Más de 142 personas han fallecido a causa del covid-19 en el Hospital Regional de Occidente (HRO), constató la PDH. 

Por José Racancoj 

Zulma Calderón, defensora de la Salud de la Procuraduría de los Derechos Humanos (PDH), realizó una supervisión al HRO de Quetzaltenango la semana reciente, donde constató algunas deficiencias. 

De acuerdo con Calderón, aunque el abastecimiento de material médico quirúrgico es del 71 por ciento y el de medicamentos es del 85 por ciento, hacen falta algunos fármacos que son de suma importancia para el tratamiento de los pacientes, como azitromicina, aciclovir. 

Agregó que en el laboratorio se evidenció que no hay abastecimiento de pruebas rápidas de PCR, que se realizan a través del dispositivo GenXpert, lo que causa retraso en el diagnóstico y manejo de los pacientes con covid-19. 

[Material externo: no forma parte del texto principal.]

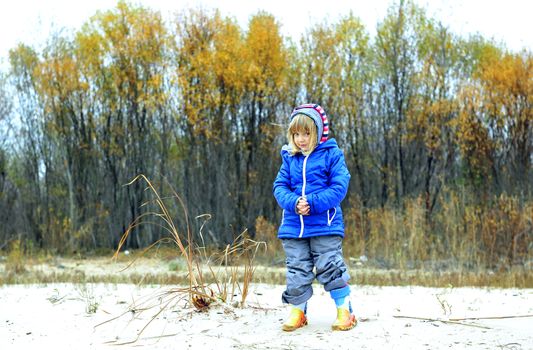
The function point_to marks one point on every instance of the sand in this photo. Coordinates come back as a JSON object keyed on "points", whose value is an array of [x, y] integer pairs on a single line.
{"points": [[65, 316]]}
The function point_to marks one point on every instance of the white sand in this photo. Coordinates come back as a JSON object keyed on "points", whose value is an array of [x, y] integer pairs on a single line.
{"points": [[54, 316]]}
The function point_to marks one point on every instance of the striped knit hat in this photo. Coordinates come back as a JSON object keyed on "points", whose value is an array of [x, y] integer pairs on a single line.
{"points": [[318, 115]]}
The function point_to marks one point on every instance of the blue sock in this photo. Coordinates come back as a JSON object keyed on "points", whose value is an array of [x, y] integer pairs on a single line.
{"points": [[342, 297], [302, 306]]}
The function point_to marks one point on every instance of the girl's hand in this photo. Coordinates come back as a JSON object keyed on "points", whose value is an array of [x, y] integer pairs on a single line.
{"points": [[302, 207]]}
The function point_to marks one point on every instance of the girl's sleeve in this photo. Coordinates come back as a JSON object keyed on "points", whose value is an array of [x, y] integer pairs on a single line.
{"points": [[282, 187], [339, 180]]}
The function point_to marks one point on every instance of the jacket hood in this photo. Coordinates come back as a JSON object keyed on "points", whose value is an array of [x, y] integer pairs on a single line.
{"points": [[330, 143], [317, 113]]}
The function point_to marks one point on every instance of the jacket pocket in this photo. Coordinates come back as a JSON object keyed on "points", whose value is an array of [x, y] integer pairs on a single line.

Otra de las situaciones que causó preocupación, indicó la defensora, es que al inicio de la pandemia se le asignó al hospital un presupuesto de Q140 millones para hacerle frente, sin embargo, actualmente han tenido un recorte de Q37 millones. 

A eso se suma que, luego de nuevas disposiciones del Ministerio de Salud para la adquisición de oxígeno fuera del contrato abierto, este centro asistencial tenga que reevaluar su presupuesto.
“Este hospital se abastece (de oxígeno) con alrededor de Q500 mil al mes, pero ahora con estas nuevas disposiciones tendrá que reevaluar su presupuesto, debido a que el precio al que se compra el oxígeno fuera de este contrato abierto varía enormemente”, refirió. 

Tras la visita también se constató que, aunque ya se le pagó al personal el bono de riesgo durante el mes pasado, hay alrededor de 50 personas que todavía están pendiente de recibirlo, debido a procesos administrativos que se retrasaron en el nivel central.

En este hospital han fallecido más de 142 personas a causa de covid-19, según constató la PDH.